I am working on a model which classifies images between two classes, 0 and 1, whereas there are example of varying “strength” of 1. Some of them are so weak that it would be almost okay for my model to classify them as 0.

Now I have tried the following:
I am using a CrossEntropyLoss with reduction = 'none'.
I split up my classes into 5 classes, whereas 1 to 4 are all mapped to class “1” with a weight corresponding to their evidence strength.
Then I am weighting the examples by multiplying with a weight-vector of length BatchSize.
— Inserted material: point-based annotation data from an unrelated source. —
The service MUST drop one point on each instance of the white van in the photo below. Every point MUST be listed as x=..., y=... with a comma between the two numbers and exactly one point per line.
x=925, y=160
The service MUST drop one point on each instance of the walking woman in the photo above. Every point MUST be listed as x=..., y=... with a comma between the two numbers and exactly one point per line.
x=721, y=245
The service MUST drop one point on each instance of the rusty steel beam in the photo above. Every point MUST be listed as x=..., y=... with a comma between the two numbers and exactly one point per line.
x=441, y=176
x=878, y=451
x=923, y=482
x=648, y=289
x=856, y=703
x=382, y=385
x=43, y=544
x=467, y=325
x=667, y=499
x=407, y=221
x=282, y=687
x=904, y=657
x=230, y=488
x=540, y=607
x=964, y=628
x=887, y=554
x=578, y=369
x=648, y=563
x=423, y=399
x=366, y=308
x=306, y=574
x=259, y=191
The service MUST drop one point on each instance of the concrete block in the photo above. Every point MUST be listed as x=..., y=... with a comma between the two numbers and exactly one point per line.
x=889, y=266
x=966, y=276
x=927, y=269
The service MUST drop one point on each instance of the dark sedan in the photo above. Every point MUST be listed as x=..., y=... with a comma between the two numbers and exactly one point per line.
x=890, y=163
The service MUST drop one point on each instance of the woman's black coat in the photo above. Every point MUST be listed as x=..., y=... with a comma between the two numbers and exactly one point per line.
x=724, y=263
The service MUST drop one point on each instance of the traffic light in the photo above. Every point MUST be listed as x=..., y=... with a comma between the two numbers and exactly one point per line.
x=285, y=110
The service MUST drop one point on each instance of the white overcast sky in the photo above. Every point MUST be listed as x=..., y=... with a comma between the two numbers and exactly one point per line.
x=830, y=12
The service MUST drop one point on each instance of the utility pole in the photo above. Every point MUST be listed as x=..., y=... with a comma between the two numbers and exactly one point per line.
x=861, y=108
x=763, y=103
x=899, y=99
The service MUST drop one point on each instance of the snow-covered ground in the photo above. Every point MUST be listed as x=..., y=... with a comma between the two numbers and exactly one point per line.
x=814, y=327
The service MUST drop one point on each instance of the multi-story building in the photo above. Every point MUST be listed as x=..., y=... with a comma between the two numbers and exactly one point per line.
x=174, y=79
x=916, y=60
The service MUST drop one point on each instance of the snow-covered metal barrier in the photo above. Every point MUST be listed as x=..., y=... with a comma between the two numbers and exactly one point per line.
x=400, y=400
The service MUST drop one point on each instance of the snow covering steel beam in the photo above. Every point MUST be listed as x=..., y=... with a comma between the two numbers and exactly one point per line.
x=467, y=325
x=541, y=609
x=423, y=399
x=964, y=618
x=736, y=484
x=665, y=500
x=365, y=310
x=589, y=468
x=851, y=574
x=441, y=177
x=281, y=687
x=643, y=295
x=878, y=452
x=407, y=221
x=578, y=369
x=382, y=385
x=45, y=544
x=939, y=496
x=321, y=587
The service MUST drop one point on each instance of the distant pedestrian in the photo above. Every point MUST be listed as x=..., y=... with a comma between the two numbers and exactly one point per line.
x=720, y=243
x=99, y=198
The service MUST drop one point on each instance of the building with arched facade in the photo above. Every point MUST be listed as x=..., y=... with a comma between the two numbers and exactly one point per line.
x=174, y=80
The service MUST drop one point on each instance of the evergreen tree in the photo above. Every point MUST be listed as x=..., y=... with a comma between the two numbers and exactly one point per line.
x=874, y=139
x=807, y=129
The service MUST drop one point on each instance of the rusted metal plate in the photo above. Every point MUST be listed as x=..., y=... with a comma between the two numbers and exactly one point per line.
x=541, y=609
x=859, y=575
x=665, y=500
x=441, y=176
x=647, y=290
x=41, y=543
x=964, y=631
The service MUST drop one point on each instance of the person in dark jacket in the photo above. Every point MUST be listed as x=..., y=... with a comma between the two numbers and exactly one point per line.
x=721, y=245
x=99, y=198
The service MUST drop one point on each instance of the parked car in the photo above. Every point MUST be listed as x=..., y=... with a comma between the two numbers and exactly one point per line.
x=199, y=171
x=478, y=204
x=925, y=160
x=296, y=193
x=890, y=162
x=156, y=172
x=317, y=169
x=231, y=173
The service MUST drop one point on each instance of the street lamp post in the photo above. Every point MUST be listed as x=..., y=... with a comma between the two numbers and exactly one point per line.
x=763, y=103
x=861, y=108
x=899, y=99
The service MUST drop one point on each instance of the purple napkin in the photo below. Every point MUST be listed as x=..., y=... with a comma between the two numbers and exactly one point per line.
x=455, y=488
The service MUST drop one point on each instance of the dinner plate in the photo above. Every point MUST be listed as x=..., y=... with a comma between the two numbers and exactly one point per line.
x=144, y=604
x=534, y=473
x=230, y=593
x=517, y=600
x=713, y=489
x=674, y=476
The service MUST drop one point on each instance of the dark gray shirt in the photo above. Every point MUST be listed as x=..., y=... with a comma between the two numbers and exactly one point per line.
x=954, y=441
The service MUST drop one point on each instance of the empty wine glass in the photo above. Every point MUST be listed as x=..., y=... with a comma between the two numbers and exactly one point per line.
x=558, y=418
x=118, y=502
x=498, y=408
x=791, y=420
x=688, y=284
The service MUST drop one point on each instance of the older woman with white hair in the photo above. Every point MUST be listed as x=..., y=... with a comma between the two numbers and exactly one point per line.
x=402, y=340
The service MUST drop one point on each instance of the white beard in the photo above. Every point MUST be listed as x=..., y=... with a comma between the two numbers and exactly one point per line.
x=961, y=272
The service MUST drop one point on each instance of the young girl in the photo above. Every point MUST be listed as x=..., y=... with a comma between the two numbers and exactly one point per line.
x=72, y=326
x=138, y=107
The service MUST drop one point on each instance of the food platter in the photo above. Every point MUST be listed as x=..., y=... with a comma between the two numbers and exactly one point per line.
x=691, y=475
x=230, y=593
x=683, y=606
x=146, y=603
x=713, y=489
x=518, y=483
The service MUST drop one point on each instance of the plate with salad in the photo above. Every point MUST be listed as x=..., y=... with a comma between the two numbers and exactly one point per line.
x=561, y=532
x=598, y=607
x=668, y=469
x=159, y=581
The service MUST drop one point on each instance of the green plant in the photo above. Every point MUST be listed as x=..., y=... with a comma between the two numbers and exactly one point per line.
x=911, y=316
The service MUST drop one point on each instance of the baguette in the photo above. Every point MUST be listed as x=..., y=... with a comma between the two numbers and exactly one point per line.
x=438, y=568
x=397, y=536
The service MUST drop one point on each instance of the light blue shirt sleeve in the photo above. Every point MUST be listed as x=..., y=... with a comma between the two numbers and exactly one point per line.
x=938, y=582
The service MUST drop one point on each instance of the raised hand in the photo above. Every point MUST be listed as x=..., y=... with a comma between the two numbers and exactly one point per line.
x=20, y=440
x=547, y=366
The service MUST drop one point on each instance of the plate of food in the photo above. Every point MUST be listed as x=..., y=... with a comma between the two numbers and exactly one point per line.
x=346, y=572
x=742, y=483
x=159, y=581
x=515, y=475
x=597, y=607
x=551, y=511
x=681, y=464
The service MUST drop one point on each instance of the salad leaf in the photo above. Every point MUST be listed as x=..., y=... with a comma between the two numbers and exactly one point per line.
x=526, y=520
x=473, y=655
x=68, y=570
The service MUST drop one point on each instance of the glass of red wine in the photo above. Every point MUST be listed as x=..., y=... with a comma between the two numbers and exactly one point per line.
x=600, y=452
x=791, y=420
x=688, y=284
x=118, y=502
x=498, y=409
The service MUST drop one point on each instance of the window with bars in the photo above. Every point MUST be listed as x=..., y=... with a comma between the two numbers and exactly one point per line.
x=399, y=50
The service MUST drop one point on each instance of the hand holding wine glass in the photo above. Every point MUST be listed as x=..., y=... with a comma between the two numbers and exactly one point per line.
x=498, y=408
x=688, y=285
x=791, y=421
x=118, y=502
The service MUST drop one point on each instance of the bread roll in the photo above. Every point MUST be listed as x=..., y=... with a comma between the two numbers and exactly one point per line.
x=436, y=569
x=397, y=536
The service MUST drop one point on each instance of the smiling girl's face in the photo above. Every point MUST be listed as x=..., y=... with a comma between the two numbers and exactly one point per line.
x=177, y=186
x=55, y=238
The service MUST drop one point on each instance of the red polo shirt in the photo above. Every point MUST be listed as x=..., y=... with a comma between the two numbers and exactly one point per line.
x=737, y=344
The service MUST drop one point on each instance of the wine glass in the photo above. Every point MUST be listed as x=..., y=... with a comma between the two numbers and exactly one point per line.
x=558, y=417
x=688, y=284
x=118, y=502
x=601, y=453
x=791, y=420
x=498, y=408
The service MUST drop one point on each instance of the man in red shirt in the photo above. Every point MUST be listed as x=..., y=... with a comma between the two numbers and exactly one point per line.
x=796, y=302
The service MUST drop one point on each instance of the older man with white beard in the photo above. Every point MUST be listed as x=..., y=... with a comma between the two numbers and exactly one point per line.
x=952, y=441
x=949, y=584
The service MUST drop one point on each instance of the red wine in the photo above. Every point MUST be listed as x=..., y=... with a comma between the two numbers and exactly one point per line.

I implement this as follows:

for inputs,classes in dataloaders[phase]:

inputs = inputs.to(device).float()
prefactor_dict = {0:1, 1:1, 2:0.1, 3:0.05, 4:0.01}
prefactors = np.array([prefactor_dict[cls] for cls in classes.numpy()])
prefactors = torch.from_numpy(prefactors)
prefactors = prefactors.to(device)
labels = torch.from_numpy(np.array([0 if cls == 0 else 1 for cls in classes]))
labels = labels.to(device)
optimizer.zero_grad()
with torch.set_grad_enabled(phase == ‘train’):

outputs = model(inputs[:,None,…])
_,preds = torch.max(outputs,1)
loss = criterion(outputs, labels)*prefactors
loss = loss.mean()
if phase == ‘train’:

loss.backward()
optimizer.step()

If I don’t use the prefactors and don’t set reduction to ‘none’, my model manages to overfit the data in a few epochs. However even if I set the prefactors all to 1, my model doesn’t learn anything. It simply gets stuck at exactly 50% accuracy.